A new avalanche control system is coming to Three Valley Gap that the government hopes will reduce the length of closures on the Trans-Canada Highway.

Minister of Transportation Todd Stone was in Revelstoke on Monday to announce several new highway initiatives.

“We heard loud and clear improvements were needed at Three Valley Gap to shorten the duration of long closures,” said the minister during a press conference in Woodenhead Park.

The biggest is the new avalanche control system for Three Valley Gap. The ministry will be installing remote-control explosive devices along avalanche paths above the highway. The devices can be operated remotely, at any time of day, eliminating the need for day-time helicopter bombing missions that require several-hour-long highway closures.

“This system will significantly cut down on the duration of closures when they take place,” said Stone.

A request for expressions of interests is being issued to bring in the new avalanche control system. It will be similar to the system used on the Laurie slide path east of Revelstoke, and in Kootenay Pass on Highway 3.

The devices are not expected to be installed until 2016.

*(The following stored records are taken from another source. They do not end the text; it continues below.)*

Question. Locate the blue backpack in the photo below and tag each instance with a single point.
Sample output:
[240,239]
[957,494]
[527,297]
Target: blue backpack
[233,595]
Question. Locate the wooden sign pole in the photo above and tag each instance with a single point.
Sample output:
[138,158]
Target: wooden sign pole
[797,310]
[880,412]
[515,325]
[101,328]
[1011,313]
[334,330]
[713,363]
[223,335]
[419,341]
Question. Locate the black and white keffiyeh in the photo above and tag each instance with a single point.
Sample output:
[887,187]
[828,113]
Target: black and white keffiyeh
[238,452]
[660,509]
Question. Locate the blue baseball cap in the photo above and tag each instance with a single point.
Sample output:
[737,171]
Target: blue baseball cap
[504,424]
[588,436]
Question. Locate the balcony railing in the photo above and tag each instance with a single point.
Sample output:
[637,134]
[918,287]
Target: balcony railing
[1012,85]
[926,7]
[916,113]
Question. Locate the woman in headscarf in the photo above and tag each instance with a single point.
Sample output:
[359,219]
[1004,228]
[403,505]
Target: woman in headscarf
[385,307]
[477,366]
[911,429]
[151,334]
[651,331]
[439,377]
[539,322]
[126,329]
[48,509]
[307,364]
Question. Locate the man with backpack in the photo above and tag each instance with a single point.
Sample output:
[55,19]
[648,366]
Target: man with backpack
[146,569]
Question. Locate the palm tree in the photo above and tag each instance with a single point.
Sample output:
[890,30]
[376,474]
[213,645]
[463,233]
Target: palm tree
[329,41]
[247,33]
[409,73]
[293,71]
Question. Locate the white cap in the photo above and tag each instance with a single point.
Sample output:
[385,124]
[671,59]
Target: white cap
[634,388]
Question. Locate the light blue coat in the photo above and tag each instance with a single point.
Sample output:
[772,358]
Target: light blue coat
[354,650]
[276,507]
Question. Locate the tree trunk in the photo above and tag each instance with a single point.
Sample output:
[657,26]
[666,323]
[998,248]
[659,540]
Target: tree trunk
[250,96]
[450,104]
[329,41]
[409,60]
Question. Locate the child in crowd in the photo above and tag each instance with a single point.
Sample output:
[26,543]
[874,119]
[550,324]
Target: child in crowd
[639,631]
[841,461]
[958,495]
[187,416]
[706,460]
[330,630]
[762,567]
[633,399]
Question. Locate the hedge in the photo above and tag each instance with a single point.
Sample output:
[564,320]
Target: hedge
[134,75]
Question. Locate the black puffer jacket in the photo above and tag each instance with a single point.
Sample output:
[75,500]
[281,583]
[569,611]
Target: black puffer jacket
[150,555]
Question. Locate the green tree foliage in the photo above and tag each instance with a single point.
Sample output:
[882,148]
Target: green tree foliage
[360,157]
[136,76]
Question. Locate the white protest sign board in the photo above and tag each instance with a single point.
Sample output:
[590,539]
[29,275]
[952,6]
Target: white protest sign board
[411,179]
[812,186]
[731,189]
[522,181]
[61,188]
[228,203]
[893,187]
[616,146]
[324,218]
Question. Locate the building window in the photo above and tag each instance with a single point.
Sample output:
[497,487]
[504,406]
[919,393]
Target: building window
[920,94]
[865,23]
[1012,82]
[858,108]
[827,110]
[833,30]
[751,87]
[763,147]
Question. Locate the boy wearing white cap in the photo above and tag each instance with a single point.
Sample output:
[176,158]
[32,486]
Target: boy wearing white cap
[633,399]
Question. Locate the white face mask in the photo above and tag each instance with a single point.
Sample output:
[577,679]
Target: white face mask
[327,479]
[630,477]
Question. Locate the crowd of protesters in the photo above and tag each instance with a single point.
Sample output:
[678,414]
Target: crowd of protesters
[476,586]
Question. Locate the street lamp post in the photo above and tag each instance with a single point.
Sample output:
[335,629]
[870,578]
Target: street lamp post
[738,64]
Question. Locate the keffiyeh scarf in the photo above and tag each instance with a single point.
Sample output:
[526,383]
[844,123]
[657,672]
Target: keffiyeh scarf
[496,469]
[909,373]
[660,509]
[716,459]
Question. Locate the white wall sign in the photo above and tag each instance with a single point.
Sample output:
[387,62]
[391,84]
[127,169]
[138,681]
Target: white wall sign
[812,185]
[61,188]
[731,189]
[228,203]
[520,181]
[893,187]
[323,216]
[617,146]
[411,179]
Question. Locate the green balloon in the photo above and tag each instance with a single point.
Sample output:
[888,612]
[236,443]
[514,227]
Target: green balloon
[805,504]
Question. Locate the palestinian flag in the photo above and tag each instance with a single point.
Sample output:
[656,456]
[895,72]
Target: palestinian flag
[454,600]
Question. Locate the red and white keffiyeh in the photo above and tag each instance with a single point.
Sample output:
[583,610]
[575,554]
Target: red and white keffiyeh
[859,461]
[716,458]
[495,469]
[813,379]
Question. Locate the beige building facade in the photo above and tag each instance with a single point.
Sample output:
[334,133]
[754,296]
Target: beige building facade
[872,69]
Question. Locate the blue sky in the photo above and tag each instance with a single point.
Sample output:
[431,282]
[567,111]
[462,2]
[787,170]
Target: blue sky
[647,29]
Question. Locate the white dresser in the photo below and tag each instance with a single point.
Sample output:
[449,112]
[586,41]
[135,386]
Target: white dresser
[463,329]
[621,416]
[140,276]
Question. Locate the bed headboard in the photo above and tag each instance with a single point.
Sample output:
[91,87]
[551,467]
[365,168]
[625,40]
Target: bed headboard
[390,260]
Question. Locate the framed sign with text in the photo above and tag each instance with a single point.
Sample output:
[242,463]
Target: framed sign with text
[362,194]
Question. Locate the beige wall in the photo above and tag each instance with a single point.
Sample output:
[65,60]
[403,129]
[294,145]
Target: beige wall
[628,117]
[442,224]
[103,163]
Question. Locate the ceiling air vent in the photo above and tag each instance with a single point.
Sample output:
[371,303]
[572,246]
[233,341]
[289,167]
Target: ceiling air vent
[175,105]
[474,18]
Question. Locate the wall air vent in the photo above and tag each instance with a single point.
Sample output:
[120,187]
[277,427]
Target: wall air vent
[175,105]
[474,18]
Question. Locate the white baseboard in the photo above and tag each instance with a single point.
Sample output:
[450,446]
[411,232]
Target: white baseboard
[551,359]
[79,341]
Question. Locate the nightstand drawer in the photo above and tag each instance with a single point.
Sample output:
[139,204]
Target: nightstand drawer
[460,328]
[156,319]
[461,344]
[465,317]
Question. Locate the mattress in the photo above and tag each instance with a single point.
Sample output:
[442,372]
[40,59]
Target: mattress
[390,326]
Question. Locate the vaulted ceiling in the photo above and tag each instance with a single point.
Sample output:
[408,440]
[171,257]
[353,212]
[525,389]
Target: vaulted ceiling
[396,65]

Two other initiatives were also announced. Twenty new variable speed signs will be installed on the highway between Revelstoke and the Perry River Bridge. The electronic signs will monitor road conditions and adjust the speed limit accordingly. The signs were first announced when the government increased speed limits across the province last year; they will be installed in the fall.

“This is technology used in other parts of the world and it’s proved to be highly effective and saves lives,” said Stone.

The third development is the installation of new traffic light timers at the three highway intersections in Revelstoke. The new Automax system will use sensors embedded in the road to determine if traffic is backed up at a stop light. It will then adjust traffic-signal timing accordingly to speed up the movement of traffic.

Mayor Mark McKee welcomed the announcements.

“Our number one concern is preservation of human life and injuries,” he said. “We’re still looking forward to the day we have a four-lane Trans-Canada Highway, but I think that today we are fortunate we have minister and provincial government that understands the direction we have to go.”

Stone was asked afterwards about efforts to reduce the length of closures following accidents, which can last for up to 10 hours in the case of a fatality. He said they have advertised twice to hire a coroner in Revelstoke but haven’t found a suitable candidate. He also said they were working with the RCMP to figure out ways to keep traffic moving if an accident is declared a crime scene.

Norm Macdonald, the MLA for Columbia River-Revelstoke, criticized the announcement, saying the announcement was a distraction from the government’s lack of action on four-laning the highway.

“Minister Stone is coming into Revelstoke, bringing in dignitaries for a photo op, but what the people of Revelstoke and Golden really want to hear are the real numbers that will lead to the fulfilment of Premier Clark’s promise to complete the 4-laning,” said Macdonald in a news release. “What is the total cost of the project? Where is the money in the budget? And exactly when is the project going to be completed?”

Christy Clark said in 2012 that the government would spend $650 million on upgrades over the next 10 years. Stone recently said in a meeting of the legislature’s budget committee that it would cost $6 billion to four-lane the provincial sections of the Trans-Canada Highway from Kamloops to the Alberta border. MP David Wilks recently pegged the cost of upgrading the federal sections at $5 billion.